Dès que Madame Mélisa quitta la pièce, l'atmosphère changea.

La femme aux cheveux de jais esquissa un sourire narquois et retourna nonchalamment vers son lit, s'y étalant comme une reine sur son trône. Les autres servantes se rassemblèrent rapidement autour d'elle, s'agenouillant à ses côtés pour masser ses bras et ses jambes.

Ses yeux perçants se tournèrent vers Sorayah et Lily. « Hé, bienvenue en enfer, » dit-elle avec un sourire paresseux. « Vous feriez mieux d'apprendre votre place rapidement. »

Elle pointa du doigt deux lits étroits et inconfortables au fond de la pièce. « C'est là que vous dormirez. »

Sorayah fit une légère révérence en signe de reconnaissance avant de se diriger vers les lits avec Lily. Mais avant qu'elles ne puissent s'asseoir, la voix de la femme retentit à nouveau.

« Hé ! Toi, la nouvelle. » Elle pointa directement Sorayah du doigt. « Viens me laver les pieds. Appelons ça ta première tâche dans cette pièce. »

Sorayah se figea, la mâchoire crispée.

Le sourire narquois de la femme s'élargit devant son hésitation. Elle se tourna ensuite vers Lily. « Et toi, rejoins-les pour me masser. »

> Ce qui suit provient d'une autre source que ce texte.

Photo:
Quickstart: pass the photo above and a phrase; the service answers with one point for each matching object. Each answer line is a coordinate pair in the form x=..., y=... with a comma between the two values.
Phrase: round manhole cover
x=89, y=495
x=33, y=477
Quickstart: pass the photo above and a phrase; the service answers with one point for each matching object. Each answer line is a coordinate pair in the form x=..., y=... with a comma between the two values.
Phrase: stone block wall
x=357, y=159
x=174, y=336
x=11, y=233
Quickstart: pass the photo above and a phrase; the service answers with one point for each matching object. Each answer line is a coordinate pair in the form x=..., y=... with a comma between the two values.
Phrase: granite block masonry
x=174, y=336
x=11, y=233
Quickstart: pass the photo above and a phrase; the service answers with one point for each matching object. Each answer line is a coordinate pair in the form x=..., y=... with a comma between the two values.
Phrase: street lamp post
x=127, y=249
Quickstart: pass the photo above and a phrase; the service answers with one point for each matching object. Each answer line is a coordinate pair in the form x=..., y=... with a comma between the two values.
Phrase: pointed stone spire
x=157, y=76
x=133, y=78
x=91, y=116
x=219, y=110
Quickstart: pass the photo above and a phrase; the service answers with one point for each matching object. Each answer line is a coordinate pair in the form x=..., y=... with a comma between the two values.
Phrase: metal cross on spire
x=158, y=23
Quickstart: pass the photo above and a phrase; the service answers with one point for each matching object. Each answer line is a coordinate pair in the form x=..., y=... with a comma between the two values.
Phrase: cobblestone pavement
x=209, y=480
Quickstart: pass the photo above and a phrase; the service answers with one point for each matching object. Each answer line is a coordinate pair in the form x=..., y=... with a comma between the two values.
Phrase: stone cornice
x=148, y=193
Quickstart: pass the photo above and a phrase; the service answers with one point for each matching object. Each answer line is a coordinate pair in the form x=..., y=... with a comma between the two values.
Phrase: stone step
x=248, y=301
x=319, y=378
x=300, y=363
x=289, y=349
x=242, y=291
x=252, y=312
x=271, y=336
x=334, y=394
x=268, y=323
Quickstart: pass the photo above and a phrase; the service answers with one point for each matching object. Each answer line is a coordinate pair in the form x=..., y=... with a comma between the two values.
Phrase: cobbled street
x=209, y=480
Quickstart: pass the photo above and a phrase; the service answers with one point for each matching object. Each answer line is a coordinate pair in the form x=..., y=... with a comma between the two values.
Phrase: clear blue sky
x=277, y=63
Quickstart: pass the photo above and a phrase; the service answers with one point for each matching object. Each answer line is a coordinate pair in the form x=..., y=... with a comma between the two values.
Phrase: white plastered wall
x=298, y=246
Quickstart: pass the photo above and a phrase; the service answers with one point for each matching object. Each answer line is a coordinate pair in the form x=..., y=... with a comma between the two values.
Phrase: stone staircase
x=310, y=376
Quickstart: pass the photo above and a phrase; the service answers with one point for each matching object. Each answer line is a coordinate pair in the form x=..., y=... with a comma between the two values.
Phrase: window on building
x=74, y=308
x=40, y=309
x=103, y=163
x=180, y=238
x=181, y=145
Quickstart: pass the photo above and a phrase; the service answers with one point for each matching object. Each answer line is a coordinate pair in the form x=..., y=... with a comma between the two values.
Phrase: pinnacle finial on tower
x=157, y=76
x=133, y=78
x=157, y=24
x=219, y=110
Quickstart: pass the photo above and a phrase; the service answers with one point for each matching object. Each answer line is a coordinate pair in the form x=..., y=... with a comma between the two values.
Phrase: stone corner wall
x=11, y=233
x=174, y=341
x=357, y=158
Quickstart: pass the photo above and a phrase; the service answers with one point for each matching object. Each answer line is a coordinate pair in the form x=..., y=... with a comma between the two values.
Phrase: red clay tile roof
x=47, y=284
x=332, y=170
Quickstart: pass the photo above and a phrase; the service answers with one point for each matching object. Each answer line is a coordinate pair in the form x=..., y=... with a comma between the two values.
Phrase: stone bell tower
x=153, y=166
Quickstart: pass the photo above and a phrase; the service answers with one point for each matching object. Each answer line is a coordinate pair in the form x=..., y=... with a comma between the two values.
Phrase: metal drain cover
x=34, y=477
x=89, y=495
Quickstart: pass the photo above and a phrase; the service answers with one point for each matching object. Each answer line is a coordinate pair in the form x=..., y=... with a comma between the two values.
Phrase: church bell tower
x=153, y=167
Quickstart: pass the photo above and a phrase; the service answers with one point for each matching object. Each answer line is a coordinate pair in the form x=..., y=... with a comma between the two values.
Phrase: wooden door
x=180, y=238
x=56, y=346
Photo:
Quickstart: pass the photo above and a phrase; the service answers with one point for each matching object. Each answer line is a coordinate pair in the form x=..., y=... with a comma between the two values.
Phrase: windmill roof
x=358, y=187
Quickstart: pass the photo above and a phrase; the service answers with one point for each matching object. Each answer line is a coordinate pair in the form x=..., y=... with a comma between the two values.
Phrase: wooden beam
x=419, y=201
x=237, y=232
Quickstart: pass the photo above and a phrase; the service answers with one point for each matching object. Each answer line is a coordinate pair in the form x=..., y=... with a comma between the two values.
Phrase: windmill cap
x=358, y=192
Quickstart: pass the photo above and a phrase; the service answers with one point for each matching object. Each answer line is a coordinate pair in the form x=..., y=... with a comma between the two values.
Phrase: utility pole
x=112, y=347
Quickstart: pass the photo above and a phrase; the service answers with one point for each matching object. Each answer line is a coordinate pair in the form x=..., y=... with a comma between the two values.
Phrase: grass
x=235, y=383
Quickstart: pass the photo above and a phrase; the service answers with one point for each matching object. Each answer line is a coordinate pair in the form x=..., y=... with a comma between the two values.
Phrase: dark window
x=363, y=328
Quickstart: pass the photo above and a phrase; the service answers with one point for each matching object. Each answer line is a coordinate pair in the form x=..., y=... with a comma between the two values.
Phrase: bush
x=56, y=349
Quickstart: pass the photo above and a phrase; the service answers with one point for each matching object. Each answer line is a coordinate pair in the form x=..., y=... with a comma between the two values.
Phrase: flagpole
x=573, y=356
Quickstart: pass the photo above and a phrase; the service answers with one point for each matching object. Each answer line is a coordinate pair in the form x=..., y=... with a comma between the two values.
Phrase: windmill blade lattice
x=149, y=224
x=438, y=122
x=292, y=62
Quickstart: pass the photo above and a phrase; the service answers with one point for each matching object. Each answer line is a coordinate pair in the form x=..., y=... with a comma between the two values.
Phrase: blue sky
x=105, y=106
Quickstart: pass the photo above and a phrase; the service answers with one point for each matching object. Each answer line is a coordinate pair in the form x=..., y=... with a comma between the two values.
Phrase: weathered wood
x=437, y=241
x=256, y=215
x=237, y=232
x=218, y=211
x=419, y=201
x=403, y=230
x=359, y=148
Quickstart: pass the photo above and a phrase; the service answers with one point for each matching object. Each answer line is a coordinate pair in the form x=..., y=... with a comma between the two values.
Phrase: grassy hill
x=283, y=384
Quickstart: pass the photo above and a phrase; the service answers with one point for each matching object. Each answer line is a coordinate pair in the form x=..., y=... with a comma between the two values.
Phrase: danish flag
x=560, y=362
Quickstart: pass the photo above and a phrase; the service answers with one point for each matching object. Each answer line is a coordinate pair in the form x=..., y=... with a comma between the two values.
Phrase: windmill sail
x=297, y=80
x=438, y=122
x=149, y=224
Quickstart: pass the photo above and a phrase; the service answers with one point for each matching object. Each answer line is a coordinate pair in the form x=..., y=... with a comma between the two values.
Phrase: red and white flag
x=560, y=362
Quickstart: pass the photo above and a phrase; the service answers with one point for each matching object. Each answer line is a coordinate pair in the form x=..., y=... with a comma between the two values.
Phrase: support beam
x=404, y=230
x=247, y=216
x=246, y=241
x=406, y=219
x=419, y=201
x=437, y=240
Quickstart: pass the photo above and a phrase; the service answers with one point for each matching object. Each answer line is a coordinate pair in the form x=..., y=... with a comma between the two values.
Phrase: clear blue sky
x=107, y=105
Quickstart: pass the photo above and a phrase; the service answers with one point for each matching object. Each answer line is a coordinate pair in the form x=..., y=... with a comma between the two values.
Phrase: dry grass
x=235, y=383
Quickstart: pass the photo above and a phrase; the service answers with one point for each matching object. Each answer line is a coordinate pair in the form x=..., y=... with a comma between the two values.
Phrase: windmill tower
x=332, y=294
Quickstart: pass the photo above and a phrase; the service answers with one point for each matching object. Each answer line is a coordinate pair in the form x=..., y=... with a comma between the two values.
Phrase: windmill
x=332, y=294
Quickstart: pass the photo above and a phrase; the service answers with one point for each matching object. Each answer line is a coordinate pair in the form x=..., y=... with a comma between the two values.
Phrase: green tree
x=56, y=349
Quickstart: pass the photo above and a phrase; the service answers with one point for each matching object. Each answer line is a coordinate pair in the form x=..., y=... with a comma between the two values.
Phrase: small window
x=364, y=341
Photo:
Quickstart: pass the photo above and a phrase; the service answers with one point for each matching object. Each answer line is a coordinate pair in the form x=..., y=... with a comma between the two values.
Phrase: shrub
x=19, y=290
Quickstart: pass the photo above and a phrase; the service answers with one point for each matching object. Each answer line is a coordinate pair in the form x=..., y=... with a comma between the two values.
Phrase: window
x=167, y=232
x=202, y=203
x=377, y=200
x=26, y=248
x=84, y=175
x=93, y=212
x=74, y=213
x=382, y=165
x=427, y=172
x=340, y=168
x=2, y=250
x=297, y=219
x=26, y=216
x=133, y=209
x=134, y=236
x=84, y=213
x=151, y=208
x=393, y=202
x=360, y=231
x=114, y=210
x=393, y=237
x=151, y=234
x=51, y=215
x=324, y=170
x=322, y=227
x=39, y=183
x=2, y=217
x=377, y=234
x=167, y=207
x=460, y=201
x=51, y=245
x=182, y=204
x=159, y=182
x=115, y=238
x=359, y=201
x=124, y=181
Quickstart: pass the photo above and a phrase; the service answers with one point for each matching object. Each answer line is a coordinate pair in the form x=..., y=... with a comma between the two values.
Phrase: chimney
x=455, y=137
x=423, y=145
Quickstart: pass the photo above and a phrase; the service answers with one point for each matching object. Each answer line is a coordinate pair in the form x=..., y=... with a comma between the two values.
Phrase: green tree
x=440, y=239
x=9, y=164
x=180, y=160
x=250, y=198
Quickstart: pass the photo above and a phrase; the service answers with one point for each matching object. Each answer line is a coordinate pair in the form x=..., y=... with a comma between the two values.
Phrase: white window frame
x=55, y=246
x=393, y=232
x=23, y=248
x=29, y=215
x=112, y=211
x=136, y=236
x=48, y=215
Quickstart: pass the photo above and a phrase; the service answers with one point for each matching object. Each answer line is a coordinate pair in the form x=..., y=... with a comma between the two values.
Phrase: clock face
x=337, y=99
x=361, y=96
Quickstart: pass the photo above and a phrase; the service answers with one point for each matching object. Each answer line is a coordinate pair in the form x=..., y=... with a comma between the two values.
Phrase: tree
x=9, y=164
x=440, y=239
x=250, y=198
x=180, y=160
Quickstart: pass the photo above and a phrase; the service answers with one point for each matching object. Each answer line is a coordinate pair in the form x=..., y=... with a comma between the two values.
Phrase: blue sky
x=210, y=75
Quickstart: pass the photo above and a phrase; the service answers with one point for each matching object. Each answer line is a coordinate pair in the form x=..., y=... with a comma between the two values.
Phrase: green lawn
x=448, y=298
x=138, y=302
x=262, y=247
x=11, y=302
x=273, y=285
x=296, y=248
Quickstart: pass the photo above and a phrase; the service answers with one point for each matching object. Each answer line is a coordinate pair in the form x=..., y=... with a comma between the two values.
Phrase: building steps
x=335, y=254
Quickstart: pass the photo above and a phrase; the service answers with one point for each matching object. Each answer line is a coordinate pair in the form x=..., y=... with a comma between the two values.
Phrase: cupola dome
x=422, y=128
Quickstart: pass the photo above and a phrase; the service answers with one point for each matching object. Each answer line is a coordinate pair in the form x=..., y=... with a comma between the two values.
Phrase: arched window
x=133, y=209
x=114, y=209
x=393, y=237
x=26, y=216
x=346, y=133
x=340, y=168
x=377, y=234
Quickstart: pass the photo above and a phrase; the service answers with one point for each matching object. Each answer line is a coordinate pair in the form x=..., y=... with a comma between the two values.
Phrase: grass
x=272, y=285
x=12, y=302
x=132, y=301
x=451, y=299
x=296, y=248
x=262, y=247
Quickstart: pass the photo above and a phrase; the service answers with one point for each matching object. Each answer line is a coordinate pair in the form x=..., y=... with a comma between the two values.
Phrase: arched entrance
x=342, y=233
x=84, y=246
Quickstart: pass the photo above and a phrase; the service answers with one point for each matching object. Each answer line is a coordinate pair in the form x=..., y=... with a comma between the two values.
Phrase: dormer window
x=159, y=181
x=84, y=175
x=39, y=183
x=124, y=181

Les mains de Sorayah se serrèrent en poings. Sa patience s'amenuisait déjà, mais ça ? C'était au-delà de l'humiliation. Elle détestait les personnes qui abusaient de leur pouvoir, et cette femme, une simple servante comme elle, avait l'audace de se comporter comme si elle leur était supérieure ?

Son expression s'assombrit.

La femme aux cheveux de jais le remarqua et laissa échapper un ricanement. « Es-tu sourde ? » lança-t-elle. « Il semble que tu ne comprennes pas encore où tu te trouves et que tu aies besoin qu'on t'enseigne les bonnes manières. »

Son regard se tourna vers les autres servantes, son sourire narquois devenant cruel. « Attrapez-les ! »

À son ordre, les cinq servantes qui l'entouraient se levèrent, leurs expressions autrefois passives maintenant remplies d'hostilité.

Sorayah et Lily eurent à peine le temps de réagir avant d'être encerclées.